New York City Theater
Manhattan Theatre Club, Manhattan
“Ruined” is a devastating drama, which depicts how a particular culture plays out during wartime. Specifically, the tale unfolds in the Democratic Republic of Congo, in “the recent past,” as the program notes. It is a story, both exotic and all too familiar, which haunts the viewer long after he/she leaves the theater.
“Democratic” is indeed an ironic term to describe life in the Congo—as no one gets democratic treatment—most particularly not its women. The title “Ruined” refers to the status of women who have been raped. Once such an event occurs, the raped woman is considered a pariah, an outsider. She is rejected by her husband (if she has a husband), she cannot marry, and, finally, she is ostracized by her entire village. She is “damaged goods.”
Such problems are intensified in this war. The country is in turmoil, with rebel soldiers fighting against government troops. One can barely distinguish which soldiers represent which group, but it hardly matters. Atrocities abound on both sides, with villages burned down, its people murdered. All are swaggering bullies, believing in their own causes. And of course rape is rampant.
Such is the backdrop for “Ruined,” which takes place in the bar/cafe of a small mining town in the Ituri Rain Forest. The establishment (which doubles as brothel and entertainment center) is owned and run by the indefatigable Mama Nadi. She is an African Mother Courage, who relentlessly pursues money and fiercely guards her prime possession—her bar/cafe. Survival, it would seem, is the name of her game.

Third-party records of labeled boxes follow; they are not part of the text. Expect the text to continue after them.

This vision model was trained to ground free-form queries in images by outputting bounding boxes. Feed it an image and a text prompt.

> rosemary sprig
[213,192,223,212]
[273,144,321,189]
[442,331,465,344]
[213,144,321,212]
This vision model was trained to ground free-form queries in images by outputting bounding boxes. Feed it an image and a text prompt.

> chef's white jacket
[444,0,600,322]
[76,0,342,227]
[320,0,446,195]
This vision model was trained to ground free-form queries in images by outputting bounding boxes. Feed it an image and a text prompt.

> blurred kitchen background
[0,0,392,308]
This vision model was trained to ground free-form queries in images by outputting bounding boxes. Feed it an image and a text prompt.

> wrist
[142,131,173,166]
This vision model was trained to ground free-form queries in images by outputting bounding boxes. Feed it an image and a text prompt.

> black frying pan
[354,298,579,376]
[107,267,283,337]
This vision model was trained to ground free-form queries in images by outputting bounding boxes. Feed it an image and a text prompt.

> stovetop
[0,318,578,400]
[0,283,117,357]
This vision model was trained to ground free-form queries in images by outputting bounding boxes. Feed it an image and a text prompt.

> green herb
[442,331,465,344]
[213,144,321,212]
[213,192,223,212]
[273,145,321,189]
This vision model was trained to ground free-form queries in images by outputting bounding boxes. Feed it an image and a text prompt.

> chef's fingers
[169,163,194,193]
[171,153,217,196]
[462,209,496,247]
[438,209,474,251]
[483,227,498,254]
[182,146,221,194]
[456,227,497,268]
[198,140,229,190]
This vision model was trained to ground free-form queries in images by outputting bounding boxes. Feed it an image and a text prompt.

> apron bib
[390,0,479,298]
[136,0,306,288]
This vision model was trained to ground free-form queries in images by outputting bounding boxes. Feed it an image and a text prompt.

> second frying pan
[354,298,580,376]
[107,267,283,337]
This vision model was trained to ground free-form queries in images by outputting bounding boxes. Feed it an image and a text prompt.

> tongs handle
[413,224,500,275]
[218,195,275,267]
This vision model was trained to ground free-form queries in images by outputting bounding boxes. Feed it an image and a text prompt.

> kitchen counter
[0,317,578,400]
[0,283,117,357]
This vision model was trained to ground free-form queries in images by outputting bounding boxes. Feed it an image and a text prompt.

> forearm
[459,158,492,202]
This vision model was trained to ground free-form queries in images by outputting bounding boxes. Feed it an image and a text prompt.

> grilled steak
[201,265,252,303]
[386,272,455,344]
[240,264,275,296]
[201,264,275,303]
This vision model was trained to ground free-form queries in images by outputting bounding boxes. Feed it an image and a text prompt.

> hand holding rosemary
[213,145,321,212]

Into this scene comes Christian, a small businessman who is her friend. He has two young girls in tow, both of whom are “ruined” and one of whom is his niece. Working in the brothel is their only hope of survival, and Christian (with many bribes) convinces Mama to take them in.
This production, with its almost all-black cast, plays out with music, dance, seduction, and poignancy. It is a menacing reality raised to a high level of art--another “Cabaret,” but a gritty, down-dirty “Cabaret.” The entire cast, with Saidah Arrika Ekuklona in the lead, is brilliant. Each actor is totally committed, immersed in his role, and the lines tumble out with African accents intact.
The end is to be expected. Mama’s bar/brothel is fading fast, and when she finally says, “I’m ruined,” she means not only the demise of her establishment, but a long-ago event in her own life.
Playwright Lynn Nottage is one of our best current playwrights (African-American, as it happens), and has a long list of fine plays and solid characterizations. But, this time around, she has topped herself. “Ruined” is not to be missed.